BYD January EV Sales Drop 30% to Two-Year Low on Tax Reinstatement
BYD’s January 2026 electric vehicle sales in China plunged 30% year-over-year to their lowest monthly level in nearly two years, extending a five-month decline under rising domestic competition. Reinstated 5% purchase tax and reduced government support have pressured demand, though BYD plans charging and intelligent-driving upgrades to sustain market leadership.
1. BYDDY Posts Near Two-Year Low in January NEV Sales
BYDDY reported electric passenger car sales in China for January 2026 at their lowest level since early 2024, with new energy vehicle (NEV) deliveries falling 30.5% year-on-year. This represents the fifth consecutive monthly decline in sales volumes. Industry data show that overall NEV sales in China eked out just a 2.6% increase in December, signaling broader market weakness. Analysts point to the reinstatement of a 5% purchase tax on new energy vehicles as of January 1—up from a full exemption—to explain much of the pullback in consumer demand. Competition has intensified: Xiaomi’s EV arm delivered 39,000 units in January (up 70% YoY), NIO nearly doubled its deliveries, while peers like XPeng and Li Auto saw significant declines, further eroding BYDDY’s domestic market share despite its scale advantages.

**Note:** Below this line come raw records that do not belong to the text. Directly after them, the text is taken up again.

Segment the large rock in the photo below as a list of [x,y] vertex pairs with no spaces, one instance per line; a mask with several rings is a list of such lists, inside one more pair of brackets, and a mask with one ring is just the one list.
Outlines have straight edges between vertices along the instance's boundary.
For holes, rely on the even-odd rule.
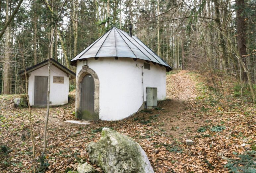
[[140,145],[108,128],[103,128],[99,141],[89,143],[87,150],[90,161],[105,173],[154,172]]
[[98,172],[92,166],[87,162],[85,163],[80,163],[77,166],[78,173],[96,173]]
[[14,102],[14,106],[16,108],[25,107],[28,106],[28,101],[26,98],[16,98],[14,99],[13,101]]

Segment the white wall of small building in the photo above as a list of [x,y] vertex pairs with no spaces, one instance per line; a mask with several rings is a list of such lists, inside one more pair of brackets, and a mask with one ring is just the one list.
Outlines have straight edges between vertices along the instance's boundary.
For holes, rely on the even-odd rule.
[[[35,76],[48,76],[47,65],[31,72],[29,78],[29,99],[32,106],[34,105],[34,79]],[[53,76],[64,77],[64,84],[54,84]],[[69,78],[68,75],[53,65],[51,66],[50,101],[51,105],[62,105],[68,101]]]
[[[96,72],[99,81],[100,119],[120,120],[137,112],[142,105],[143,99],[146,101],[148,87],[157,87],[158,100],[165,100],[164,67],[150,63],[150,70],[143,69],[145,61],[135,61],[127,58],[115,60],[114,57],[100,57],[97,60],[94,58],[87,60],[88,67]],[[83,65],[83,61],[77,61],[77,74]]]

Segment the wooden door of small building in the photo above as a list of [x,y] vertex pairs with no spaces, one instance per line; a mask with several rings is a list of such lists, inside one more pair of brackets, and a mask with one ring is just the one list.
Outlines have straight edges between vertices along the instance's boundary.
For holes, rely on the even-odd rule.
[[81,83],[81,118],[84,120],[97,120],[94,113],[94,80],[90,74],[84,77]]
[[34,104],[47,104],[48,77],[47,76],[35,76],[34,82]]

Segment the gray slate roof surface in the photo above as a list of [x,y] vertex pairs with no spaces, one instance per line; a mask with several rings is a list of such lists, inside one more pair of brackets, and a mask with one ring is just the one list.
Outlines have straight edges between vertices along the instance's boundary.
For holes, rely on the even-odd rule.
[[138,58],[172,68],[138,38],[115,27],[111,28],[71,61],[94,57]]

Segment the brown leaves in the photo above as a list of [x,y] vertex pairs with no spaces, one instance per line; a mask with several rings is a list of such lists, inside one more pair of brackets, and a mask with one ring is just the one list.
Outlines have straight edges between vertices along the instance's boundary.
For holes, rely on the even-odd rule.
[[[182,71],[167,75],[167,97],[171,100],[159,102],[159,106],[163,108],[160,111],[153,109],[151,113],[140,112],[121,121],[100,121],[82,125],[64,122],[75,118],[74,95],[71,95],[70,103],[51,107],[46,156],[49,165],[46,172],[75,170],[81,158],[89,162],[87,145],[100,139],[99,128],[108,127],[131,137],[141,145],[156,172],[228,172],[224,167],[228,161],[226,158],[236,158],[250,149],[256,142],[253,115],[255,108],[250,104],[230,107],[229,105],[238,101],[227,102],[225,99],[218,99],[216,102],[216,96],[208,90],[204,91],[204,97],[195,99],[203,94],[200,87],[197,89],[196,83],[203,80],[195,78],[196,74],[186,73]],[[225,91],[226,94],[231,92]],[[12,106],[13,96],[2,96],[0,99],[2,104]],[[5,118],[0,124],[0,141],[11,150],[8,156],[11,159],[7,160],[9,164],[6,166],[19,171],[28,166],[29,170],[32,159],[28,120],[15,111],[2,107],[1,110]],[[19,110],[26,113],[28,109]],[[32,109],[37,156],[41,152],[46,110]],[[143,120],[150,122],[143,124]],[[218,125],[226,129],[220,132],[211,131],[213,126]],[[199,127],[205,127],[206,130],[198,132]],[[195,145],[186,145],[187,139],[193,139]],[[2,162],[0,164],[3,165]],[[0,169],[1,172],[5,171]]]

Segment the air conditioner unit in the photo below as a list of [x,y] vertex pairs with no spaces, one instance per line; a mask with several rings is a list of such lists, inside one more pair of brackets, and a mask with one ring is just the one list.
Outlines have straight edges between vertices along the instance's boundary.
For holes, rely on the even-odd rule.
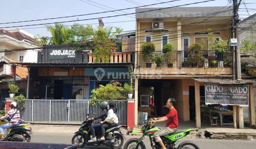
[[158,30],[163,29],[164,28],[164,22],[152,22],[152,29]]

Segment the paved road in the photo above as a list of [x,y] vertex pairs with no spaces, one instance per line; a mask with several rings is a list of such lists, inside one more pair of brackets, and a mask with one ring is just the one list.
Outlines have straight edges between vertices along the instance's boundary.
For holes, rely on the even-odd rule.
[[[31,137],[31,142],[56,143],[71,143],[71,139],[73,134],[62,133],[55,134],[51,133],[34,133]],[[126,136],[128,139],[138,136]],[[150,149],[148,138],[145,137],[143,140],[147,149]],[[244,141],[239,140],[212,140],[207,139],[183,139],[181,141],[189,140],[194,142],[199,145],[201,149],[255,149],[256,141]],[[84,148],[98,149],[102,147],[85,147]]]

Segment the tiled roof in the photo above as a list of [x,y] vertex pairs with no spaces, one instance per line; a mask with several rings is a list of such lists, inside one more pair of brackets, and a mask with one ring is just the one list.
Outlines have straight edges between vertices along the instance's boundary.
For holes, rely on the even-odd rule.
[[0,34],[5,34],[18,40],[27,39],[31,42],[36,43],[37,42],[33,37],[28,36],[20,32],[11,32],[5,29],[0,29]]
[[[231,16],[233,9],[233,7],[228,6],[175,7],[139,13],[161,8],[137,8],[135,11],[136,18],[197,17],[202,15],[207,16],[207,17]],[[212,13],[219,12],[221,12]],[[210,13],[212,14],[209,14]]]
[[233,81],[230,79],[202,79],[194,78],[193,79],[201,83],[217,83],[220,84],[253,84],[256,83],[255,81],[252,80],[241,80],[241,81]]

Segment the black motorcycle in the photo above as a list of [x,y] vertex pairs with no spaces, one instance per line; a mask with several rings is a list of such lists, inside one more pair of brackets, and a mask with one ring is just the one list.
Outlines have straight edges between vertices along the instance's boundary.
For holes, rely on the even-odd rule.
[[[5,122],[0,122],[0,125],[5,123]],[[29,123],[19,123],[14,125],[8,129],[7,135],[2,141],[15,141],[17,142],[30,142],[30,135],[32,133]]]
[[[87,146],[110,147],[112,149],[121,148],[124,143],[124,138],[126,140],[126,139],[123,135],[123,131],[119,129],[122,126],[120,124],[106,131],[105,140],[97,140],[97,139],[96,141],[88,142],[88,141],[91,139],[90,128],[92,121],[85,121],[82,123],[79,130],[75,133],[75,134],[72,138],[72,144],[76,144],[78,148],[82,148],[86,145]],[[98,131],[95,129],[95,135],[97,139],[101,137],[97,136],[97,132]]]

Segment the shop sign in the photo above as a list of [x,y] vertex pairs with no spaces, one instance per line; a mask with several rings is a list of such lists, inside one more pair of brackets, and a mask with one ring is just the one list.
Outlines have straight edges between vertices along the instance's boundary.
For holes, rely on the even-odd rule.
[[248,85],[231,86],[206,84],[206,104],[248,106]]
[[49,58],[50,59],[60,59],[67,58],[75,58],[75,50],[62,49],[49,50]]

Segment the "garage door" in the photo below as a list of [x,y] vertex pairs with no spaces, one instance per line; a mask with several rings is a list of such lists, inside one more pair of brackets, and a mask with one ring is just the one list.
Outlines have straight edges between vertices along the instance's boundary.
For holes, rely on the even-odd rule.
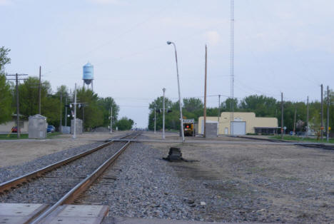
[[232,135],[246,135],[246,121],[232,121],[231,125]]

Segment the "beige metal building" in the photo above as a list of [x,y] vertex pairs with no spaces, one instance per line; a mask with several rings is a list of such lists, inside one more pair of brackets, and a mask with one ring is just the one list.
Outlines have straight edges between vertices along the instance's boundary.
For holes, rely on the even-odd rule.
[[[219,118],[207,116],[206,123],[216,123],[219,135],[275,134],[278,128],[276,118],[257,118],[253,112],[234,112],[233,119],[231,112],[223,112]],[[203,124],[204,118],[199,117],[198,133],[203,133]]]

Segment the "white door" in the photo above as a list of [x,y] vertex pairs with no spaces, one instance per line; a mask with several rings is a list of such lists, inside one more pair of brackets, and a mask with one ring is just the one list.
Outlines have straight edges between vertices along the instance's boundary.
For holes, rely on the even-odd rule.
[[231,126],[231,135],[246,135],[246,121],[233,121]]

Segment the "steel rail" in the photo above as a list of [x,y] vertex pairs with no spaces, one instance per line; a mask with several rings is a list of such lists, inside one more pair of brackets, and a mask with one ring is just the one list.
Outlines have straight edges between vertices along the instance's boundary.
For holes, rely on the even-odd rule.
[[[138,136],[139,134],[137,134]],[[46,218],[51,213],[52,213],[57,207],[64,205],[70,204],[74,201],[74,200],[81,193],[84,192],[103,172],[104,170],[113,163],[117,158],[126,150],[126,148],[131,143],[131,141],[128,141],[127,143],[121,148],[115,154],[106,160],[102,165],[96,168],[90,175],[83,180],[81,182],[78,183],[74,188],[69,191],[65,195],[64,195],[55,204],[45,210],[41,213],[37,218],[36,218],[31,223],[36,224],[42,222],[43,220]]]
[[[127,134],[126,136],[124,137],[122,137],[122,138],[126,138],[129,136],[131,136],[132,133],[130,133],[130,134]],[[121,139],[121,138],[120,138]],[[69,157],[66,159],[64,159],[62,161],[58,161],[58,162],[56,162],[54,163],[52,163],[49,166],[45,166],[44,168],[41,168],[40,169],[38,169],[36,170],[34,170],[34,171],[32,171],[32,172],[30,172],[30,173],[28,173],[26,174],[24,174],[23,175],[21,175],[19,177],[17,177],[17,178],[15,178],[14,179],[11,179],[11,180],[7,180],[6,182],[4,182],[4,183],[0,183],[0,193],[4,193],[5,190],[10,190],[13,188],[15,188],[16,186],[20,185],[20,184],[22,184],[24,183],[26,183],[27,181],[29,181],[29,180],[31,179],[33,179],[33,178],[37,178],[39,177],[41,177],[44,173],[48,172],[48,171],[50,171],[50,170],[54,170],[61,166],[64,166],[65,164],[67,164],[70,162],[72,162],[75,160],[77,160],[81,157],[84,157],[88,154],[91,154],[102,148],[104,148],[106,146],[109,146],[110,144],[111,144],[114,141],[122,141],[121,140],[119,140],[119,139],[116,139],[116,140],[110,140],[110,141],[106,143],[103,143],[97,147],[95,147],[92,149],[90,149],[90,150],[88,150],[86,151],[84,151],[83,153],[79,153],[79,154],[76,154],[74,156],[71,156],[71,157]]]

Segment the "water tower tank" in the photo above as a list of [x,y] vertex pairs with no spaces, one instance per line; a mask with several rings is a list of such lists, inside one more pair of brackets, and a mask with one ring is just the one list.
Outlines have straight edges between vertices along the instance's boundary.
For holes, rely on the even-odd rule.
[[93,66],[89,62],[84,66],[84,74],[82,79],[86,84],[89,85],[91,81],[94,79]]

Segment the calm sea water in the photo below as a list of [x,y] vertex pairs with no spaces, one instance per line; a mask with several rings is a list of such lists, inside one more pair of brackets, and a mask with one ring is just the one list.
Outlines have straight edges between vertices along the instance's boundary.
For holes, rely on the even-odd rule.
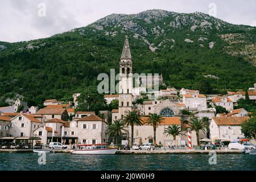
[[256,155],[218,154],[209,164],[205,154],[75,155],[46,154],[39,164],[38,154],[0,153],[0,170],[253,170]]

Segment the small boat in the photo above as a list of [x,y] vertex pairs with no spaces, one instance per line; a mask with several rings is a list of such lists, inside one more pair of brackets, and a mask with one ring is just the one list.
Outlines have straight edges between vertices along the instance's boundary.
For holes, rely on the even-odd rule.
[[39,149],[33,149],[33,152],[34,153],[50,153],[51,152],[51,151],[50,150],[39,150]]
[[255,149],[253,149],[253,150],[251,150],[251,151],[250,151],[250,154],[256,154],[256,150]]
[[117,148],[109,148],[108,143],[77,144],[72,154],[94,155],[94,154],[115,154]]

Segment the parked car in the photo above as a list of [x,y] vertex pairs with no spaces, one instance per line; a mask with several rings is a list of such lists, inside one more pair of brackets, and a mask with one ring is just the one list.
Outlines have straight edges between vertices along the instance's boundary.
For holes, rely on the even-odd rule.
[[245,149],[256,149],[256,146],[251,143],[243,143],[242,145],[245,146]]
[[155,149],[155,145],[152,143],[145,143],[139,146],[139,150],[150,150],[151,148]]
[[245,150],[245,146],[238,142],[230,143],[229,144],[229,149]]
[[59,142],[50,142],[49,143],[49,148],[51,149],[65,149],[68,148],[67,146],[64,146],[61,143]]
[[133,150],[139,150],[139,145],[138,143],[133,143]]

2. Global Expansion Provides Offsetting Growth Opportunities
Despite softer sales at home, BYDDY’s international operations are gaining traction. In Germany—the largest auto market in Europe—BYDDY’s January sales surged more than 1,000% compared with the same month last year, vastly outpacing Tesla’s sub-2% growth in the region. The company is also advancing localization efforts: its Brazilian factory aims to source 50% of vehicle components locally by the end of 2026, which could unlock import-duty savings and bolster competitiveness against established players. Management has highlighted planned upgrades to charging infrastructure, energy‐storage solutions and intelligent driving features as key drivers of future export growth, offering investors a potential buffer against ongoing domestic headwinds.